During a press conference on Tuesday, January 14, 2026, Marilyn Slett, elected Chief of the Heiltsuk Nation and President of the Coastal First Nations, reiterated the alliance's firm stance. "One oil spill would destroy a way of life," Slett stated, summarizing her message to Carney. She emphasized the lack of effective technology to clean up a marine spill, a central argument against lifting the oil tanker moratorium off the West Coast.

The Coastal First Nations, a coalition of eight B.C. First Nations, lobbied the prime minister on the environmental dangers of such development. The group remains committed to the tanker ban, despite the federal government's memorandum of understanding with Alberta, which opens the door to potential exemptions. Carney, for his part, described the day as one for listening, focusing on dialogue and "the imperative for conservation."

The Wildcard: Metlakatla's Economic Ambitions

However, the opposition is not monolithic. Notably absent from the meeting were the Metlakatla and Nisga'a First Nations. Sources indicated their absence stemmed from dissatisfaction with the Coastal First Nations' anti-development message. Prince Rupert sits on the unceded territory of the Tsimshian people, and the Metlakatla have a different vision.

Chief Robert Nelson of the Metlakatla has clearly stated his nation's desire to be "partners with Canada in building a stronger economy, not adversaries blocking it." The Metlakatla and Lax Kw'alaams bands are shareholders in Trigon Pacific Terminals, the operator of the former Ridley Terminals in Prince Rupert. Their economic ambitions are currently at odds with a major port decision.

The Propane Contract Dispute: A Key to Unlocking Progress

The immediate obstacle is a contentious exclusive propane-export agreement granted by the Prince Rupert Port Authority to Dutch company Royal Vopak. The Metlakatla argue this deal unfairly blocks their Trigon terminal from competing in the propane market.

This dispute is now central to any regional development plans. The Metlakatla have filed a lawsuit in B.C. Supreme Court, claiming the Crown violated their rights and title through the Vopak agreement. The claim notes that portions of the port are located on the band's former reserve land. Until this conflict is resolved, the Metlakatla are unlikely to support new developments, including any potential oil pipeline that would terminate in Prince Rupert.
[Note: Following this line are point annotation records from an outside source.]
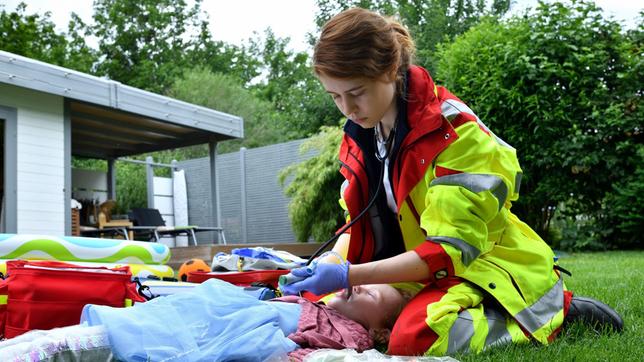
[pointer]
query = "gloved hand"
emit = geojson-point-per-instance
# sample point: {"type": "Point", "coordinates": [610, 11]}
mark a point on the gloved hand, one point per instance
{"type": "Point", "coordinates": [326, 278]}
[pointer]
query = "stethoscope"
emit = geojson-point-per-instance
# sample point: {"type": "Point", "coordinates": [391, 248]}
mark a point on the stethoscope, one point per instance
{"type": "Point", "coordinates": [381, 158]}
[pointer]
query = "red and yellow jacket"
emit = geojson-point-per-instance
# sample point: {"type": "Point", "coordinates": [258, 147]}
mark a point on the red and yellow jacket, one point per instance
{"type": "Point", "coordinates": [454, 182]}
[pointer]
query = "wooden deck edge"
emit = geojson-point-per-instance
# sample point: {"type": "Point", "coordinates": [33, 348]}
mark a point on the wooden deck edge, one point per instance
{"type": "Point", "coordinates": [179, 255]}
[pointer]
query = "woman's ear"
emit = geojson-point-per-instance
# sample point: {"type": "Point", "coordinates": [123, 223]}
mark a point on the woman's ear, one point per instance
{"type": "Point", "coordinates": [380, 335]}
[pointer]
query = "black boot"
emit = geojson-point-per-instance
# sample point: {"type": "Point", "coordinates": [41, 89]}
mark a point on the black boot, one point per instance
{"type": "Point", "coordinates": [594, 313]}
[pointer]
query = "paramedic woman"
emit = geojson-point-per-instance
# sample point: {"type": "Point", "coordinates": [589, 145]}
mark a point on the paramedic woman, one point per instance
{"type": "Point", "coordinates": [441, 214]}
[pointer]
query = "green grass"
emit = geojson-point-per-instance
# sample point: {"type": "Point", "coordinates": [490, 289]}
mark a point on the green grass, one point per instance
{"type": "Point", "coordinates": [615, 278]}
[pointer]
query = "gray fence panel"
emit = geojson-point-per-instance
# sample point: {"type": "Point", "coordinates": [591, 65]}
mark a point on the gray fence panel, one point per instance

Carney's challenge is now clear. Before broader discussions about energy corridors can advance, the federal government must address the specific and pressing economic grievances of the Metlakatla. The path to "free, prior, and informed consent"—a legal requirement for major projects—is currently blocked not just by environmental concerns, but by a commercial dispute that has ignited significant anger and litigation. The resolution of this propane contract issue has become a critical precursor to any future talks about oil pipelines on British Columbia's north coast.